The catch to this conclusion is that it assumes that not voting for someone is an act of prejudice. I'd like to ask the authors of religioustolerance.org a question: Suppose that your party nominated a "generally well-qualified" person who was a fundamentalist religious bigot. Would you vote for him? I'd be curious to hear their answer. If they say "no", then doesn't that make them guilty of exactly the same sort of religious bigotry that they condemn in others? If they say "yes", then doesn't that mean that their pronounced love of religous tolerance is, in fact, a sham, that will be promptly sacrificed to party loyalty and political expediency?
The key to their argument is a classic propaganda technique: Phrase the question in a way that assumes the conclusion that you are supposedly trying to reach. Anticipating the obvious objection that an atheist or a homosexual is likely to have different ideas about what society's goals should be than would a Catholic or a Baptist, they don't ask, "Would you vote for a candidate who disagrees with you on every conceivable subject and who is also of a different religion?" To call someone who answers "yes" to that a "bigot" would be too obviously ridiculous. Instead they toss in the qualifier that this hypothetical candidate is from "your party" and is "generally well-qualified". In other words, if we start with the assumption that this person shares all your most fundamental beliefs about law and morality and public policy, the fact that he is of a different religion wouldn't be relevant, would it? But that's quite an assumption. It's a little like the silly questions that children will sometimes ask, like, "If cows had wings, would they be able to fly?" "If dogs could talk, would German Shepherds speak German?"
I'm a born-again Christian. If you asked me if I would be willing to have an atheist or a homosexual as a friend, my answer would be "yes, of course". That's easy because it's not a hypothetical question: My best friend in college was a homosexual, and I have had several good friends over the years who were atheists. I can love a person as a friend without approving of everything he does or agreeing with everything he believes. Maybe that just seems obvious to me because I'm not a bigot.

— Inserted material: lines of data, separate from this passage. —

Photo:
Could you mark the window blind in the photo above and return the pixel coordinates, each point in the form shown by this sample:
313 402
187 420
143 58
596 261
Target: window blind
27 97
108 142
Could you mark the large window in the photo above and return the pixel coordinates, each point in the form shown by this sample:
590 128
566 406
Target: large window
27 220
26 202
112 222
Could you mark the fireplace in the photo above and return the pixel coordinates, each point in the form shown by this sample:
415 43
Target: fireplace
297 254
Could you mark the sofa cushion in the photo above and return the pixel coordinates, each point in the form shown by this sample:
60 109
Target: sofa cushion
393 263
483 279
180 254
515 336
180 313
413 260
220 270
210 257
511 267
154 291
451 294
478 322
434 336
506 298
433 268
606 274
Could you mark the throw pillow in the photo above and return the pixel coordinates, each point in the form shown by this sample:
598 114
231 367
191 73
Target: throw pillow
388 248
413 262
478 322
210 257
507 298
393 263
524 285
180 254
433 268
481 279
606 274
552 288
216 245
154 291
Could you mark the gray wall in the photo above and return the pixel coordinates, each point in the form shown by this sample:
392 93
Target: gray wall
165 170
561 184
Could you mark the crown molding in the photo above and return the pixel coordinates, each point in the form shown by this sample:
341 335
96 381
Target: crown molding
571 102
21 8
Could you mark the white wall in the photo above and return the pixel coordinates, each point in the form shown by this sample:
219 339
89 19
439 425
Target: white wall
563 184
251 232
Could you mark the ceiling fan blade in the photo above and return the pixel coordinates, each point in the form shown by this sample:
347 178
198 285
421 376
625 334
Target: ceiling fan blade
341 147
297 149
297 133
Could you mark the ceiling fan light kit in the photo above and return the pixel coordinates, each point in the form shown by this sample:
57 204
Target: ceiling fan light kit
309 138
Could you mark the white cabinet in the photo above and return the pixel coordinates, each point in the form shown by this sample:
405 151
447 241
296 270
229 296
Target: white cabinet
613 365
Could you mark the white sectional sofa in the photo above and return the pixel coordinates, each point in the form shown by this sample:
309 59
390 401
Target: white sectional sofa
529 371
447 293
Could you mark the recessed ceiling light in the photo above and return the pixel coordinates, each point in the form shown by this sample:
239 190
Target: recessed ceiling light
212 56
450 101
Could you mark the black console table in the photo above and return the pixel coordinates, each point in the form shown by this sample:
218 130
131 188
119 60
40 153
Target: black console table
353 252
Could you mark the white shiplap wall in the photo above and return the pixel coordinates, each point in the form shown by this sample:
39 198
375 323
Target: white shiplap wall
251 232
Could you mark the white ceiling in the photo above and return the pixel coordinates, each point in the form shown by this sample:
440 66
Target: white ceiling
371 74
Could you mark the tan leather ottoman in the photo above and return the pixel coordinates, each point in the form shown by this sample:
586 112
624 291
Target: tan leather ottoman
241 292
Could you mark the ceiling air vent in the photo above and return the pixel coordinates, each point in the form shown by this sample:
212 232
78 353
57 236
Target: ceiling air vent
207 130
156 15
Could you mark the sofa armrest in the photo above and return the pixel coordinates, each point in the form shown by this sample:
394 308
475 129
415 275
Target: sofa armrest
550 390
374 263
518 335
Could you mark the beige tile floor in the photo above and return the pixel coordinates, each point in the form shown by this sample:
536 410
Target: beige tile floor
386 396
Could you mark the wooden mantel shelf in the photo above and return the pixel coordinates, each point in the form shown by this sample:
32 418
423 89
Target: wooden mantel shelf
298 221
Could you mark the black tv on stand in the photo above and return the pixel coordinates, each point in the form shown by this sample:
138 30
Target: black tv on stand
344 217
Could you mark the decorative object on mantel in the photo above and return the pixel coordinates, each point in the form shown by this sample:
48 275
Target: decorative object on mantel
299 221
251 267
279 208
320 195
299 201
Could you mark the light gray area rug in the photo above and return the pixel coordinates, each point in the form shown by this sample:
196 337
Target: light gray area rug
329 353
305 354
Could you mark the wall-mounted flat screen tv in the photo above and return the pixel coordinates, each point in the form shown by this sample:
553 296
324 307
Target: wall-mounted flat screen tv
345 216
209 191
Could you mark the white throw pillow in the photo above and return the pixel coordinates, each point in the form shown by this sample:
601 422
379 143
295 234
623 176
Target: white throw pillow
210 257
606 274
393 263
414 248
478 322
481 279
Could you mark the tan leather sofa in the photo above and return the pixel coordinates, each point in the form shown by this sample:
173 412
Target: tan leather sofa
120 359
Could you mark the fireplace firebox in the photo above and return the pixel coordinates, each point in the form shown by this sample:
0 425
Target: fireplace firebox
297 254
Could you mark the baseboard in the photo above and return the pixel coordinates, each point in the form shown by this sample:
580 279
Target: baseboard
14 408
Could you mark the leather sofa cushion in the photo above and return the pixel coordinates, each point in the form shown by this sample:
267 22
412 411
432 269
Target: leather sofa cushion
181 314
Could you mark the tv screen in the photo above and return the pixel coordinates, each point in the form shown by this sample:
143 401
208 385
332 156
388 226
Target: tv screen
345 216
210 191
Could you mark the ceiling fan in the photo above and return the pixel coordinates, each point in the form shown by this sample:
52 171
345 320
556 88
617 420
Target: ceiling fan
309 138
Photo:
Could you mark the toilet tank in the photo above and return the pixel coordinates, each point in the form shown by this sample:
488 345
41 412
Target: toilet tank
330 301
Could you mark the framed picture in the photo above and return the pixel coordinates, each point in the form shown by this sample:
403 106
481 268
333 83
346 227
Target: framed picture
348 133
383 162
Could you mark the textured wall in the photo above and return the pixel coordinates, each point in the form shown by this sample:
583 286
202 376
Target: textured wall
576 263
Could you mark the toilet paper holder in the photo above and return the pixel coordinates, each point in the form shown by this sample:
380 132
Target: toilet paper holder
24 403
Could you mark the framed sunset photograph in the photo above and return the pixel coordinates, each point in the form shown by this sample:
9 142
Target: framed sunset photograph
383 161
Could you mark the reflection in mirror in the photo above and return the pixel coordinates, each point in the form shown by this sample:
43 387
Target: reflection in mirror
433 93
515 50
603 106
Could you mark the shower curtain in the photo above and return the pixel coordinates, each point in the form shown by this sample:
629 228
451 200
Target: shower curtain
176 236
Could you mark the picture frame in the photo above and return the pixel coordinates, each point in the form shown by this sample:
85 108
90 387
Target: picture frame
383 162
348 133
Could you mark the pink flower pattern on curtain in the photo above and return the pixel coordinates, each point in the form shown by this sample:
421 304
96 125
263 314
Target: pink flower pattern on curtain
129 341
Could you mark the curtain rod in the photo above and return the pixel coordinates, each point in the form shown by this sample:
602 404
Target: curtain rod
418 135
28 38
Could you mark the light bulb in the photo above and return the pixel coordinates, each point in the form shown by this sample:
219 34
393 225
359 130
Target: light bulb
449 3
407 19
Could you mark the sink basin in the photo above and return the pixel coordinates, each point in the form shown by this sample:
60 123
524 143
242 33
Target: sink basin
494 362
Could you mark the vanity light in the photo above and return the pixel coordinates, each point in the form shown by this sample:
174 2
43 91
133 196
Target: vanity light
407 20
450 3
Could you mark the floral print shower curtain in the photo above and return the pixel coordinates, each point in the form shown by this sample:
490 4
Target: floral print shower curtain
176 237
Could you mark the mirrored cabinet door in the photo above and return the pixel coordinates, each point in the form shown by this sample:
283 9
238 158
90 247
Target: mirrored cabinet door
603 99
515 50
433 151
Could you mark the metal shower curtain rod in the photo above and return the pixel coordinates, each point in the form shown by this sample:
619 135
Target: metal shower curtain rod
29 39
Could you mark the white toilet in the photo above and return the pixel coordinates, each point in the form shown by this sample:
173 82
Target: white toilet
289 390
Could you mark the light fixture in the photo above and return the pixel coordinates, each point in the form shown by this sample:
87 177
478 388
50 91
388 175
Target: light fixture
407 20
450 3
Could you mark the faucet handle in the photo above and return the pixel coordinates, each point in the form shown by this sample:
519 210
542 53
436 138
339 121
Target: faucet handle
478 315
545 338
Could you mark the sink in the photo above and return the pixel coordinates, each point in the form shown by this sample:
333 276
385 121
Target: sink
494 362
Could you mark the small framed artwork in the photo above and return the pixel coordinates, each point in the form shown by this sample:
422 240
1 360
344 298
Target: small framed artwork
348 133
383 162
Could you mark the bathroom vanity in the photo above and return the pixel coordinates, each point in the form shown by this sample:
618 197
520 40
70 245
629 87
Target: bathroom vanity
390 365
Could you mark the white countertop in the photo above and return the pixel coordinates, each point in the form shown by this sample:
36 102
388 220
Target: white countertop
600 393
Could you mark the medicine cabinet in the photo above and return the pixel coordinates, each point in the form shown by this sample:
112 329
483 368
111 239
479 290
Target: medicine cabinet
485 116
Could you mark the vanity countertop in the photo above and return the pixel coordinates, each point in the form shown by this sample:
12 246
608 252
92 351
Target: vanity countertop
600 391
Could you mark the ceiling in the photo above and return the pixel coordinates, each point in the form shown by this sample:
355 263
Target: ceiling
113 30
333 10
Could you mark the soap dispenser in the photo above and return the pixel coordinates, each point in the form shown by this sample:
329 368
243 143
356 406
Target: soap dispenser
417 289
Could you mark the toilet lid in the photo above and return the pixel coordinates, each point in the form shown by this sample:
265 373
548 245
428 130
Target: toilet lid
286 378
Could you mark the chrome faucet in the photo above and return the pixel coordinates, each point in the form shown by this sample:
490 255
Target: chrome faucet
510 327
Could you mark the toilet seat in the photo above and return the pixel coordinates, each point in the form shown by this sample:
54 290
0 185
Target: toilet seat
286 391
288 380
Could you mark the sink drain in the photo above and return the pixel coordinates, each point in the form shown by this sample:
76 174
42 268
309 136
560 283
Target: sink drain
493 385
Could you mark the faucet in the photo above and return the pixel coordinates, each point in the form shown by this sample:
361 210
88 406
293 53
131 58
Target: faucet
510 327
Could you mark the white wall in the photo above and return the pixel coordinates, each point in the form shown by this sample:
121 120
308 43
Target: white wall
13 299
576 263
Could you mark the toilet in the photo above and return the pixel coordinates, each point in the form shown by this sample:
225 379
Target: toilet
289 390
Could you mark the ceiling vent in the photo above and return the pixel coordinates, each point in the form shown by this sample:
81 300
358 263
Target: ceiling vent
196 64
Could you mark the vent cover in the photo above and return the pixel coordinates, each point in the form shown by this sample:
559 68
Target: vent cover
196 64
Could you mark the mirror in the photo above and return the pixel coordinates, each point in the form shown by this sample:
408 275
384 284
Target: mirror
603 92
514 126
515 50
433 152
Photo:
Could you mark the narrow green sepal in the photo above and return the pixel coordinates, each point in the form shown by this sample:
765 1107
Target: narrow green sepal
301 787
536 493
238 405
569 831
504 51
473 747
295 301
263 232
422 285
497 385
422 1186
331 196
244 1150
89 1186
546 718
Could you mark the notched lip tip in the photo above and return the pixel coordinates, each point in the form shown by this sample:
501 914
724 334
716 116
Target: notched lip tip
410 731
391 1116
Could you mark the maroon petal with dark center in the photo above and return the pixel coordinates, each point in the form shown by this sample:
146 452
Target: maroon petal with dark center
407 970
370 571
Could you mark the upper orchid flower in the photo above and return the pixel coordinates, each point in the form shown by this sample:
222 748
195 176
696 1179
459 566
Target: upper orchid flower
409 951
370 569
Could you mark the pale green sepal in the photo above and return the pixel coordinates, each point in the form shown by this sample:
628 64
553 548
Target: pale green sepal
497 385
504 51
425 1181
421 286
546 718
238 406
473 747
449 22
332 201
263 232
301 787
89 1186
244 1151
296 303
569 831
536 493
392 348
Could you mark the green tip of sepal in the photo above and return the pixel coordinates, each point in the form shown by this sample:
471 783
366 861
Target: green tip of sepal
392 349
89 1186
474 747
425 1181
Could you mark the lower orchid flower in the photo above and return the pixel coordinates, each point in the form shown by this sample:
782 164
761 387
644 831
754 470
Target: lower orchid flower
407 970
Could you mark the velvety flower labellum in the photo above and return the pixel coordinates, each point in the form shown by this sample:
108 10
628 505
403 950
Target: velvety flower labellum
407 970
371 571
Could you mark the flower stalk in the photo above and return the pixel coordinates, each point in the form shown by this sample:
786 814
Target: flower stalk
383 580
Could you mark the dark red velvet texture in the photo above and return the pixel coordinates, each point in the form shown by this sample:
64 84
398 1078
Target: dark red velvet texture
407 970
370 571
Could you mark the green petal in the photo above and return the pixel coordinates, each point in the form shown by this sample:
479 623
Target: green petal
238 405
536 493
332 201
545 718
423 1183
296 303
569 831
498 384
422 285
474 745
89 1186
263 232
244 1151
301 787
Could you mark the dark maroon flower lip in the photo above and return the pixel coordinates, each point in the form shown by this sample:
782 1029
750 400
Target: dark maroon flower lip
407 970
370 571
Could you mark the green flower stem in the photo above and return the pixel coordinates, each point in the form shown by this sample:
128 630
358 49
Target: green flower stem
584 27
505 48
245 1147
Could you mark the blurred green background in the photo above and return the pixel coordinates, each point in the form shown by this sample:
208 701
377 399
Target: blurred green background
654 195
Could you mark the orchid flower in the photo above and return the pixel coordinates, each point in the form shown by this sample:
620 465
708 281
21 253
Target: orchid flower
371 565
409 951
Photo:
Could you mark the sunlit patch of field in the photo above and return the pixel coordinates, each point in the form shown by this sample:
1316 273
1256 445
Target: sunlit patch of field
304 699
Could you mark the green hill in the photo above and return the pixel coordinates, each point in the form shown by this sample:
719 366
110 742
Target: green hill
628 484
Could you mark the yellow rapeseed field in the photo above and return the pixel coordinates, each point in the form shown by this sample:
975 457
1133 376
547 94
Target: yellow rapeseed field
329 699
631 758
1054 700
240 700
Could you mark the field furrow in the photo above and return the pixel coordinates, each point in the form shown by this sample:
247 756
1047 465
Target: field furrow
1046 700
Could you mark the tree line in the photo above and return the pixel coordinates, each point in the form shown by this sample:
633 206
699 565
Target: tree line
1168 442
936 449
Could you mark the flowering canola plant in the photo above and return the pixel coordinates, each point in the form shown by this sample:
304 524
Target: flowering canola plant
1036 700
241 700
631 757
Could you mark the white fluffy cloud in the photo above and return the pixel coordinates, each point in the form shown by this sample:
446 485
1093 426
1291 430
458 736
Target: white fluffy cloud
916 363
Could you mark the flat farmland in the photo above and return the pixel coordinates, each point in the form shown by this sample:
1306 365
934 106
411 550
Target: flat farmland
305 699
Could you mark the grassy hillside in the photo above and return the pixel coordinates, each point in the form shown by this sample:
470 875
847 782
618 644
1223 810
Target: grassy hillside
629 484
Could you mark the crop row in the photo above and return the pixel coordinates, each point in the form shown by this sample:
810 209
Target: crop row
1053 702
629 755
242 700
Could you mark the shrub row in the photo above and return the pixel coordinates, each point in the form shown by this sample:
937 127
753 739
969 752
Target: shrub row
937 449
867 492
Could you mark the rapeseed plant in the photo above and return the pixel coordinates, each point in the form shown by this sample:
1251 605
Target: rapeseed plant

But voting for a person for public office is quite a different thing. The whole point of voting is supposed to be to select people who agree with you on the political and social issues of the day, so that policies that you believe to be effective and/or morally right can be enacted. If it is "prejudice" to vote against someone because he supports policies that you oppose, then on what basis would you vote? I don't care how nice a guy someone is: if he supports laws that I think are morally questionable or misguided, I'm not going to vote for him.
Of course it doesn't necessarily follow that someone's religion is relevant to any given political issue, or that other factors might not outweigh it. Jimmy Carter is a Baptist, as am I. Neal Boortz is an atheist. But I would vote for Boortz before I'd vote for Carter, because I think Jimmy Carter's policies, however well intentioned, are poorly conceived, and Boortz, while starting from totally different premises than I do, nevertheless comes to most of the same conclusions on public policy.
If my homosexual friend had run for office, I doubt that I would have voted for him. The day after voting against him I would gladly have invited him to my home for dinner and chatted about the campaign. But I wouldn't vote for him. (That's not an unlikely scenario either: He was very active in politics, and if he hadn't died of AIDS at a young age he might well have run for office.)
Saying, "I disagree with you" is not bigotry. Working within the democratic process to advance goals that you believe in and fight things that you oppose is not inherently prejudice. Accusing people of bigotry and prejudice simply because they defend their own beliefs which happen to differ from yours ... that's bigotry and prejudice.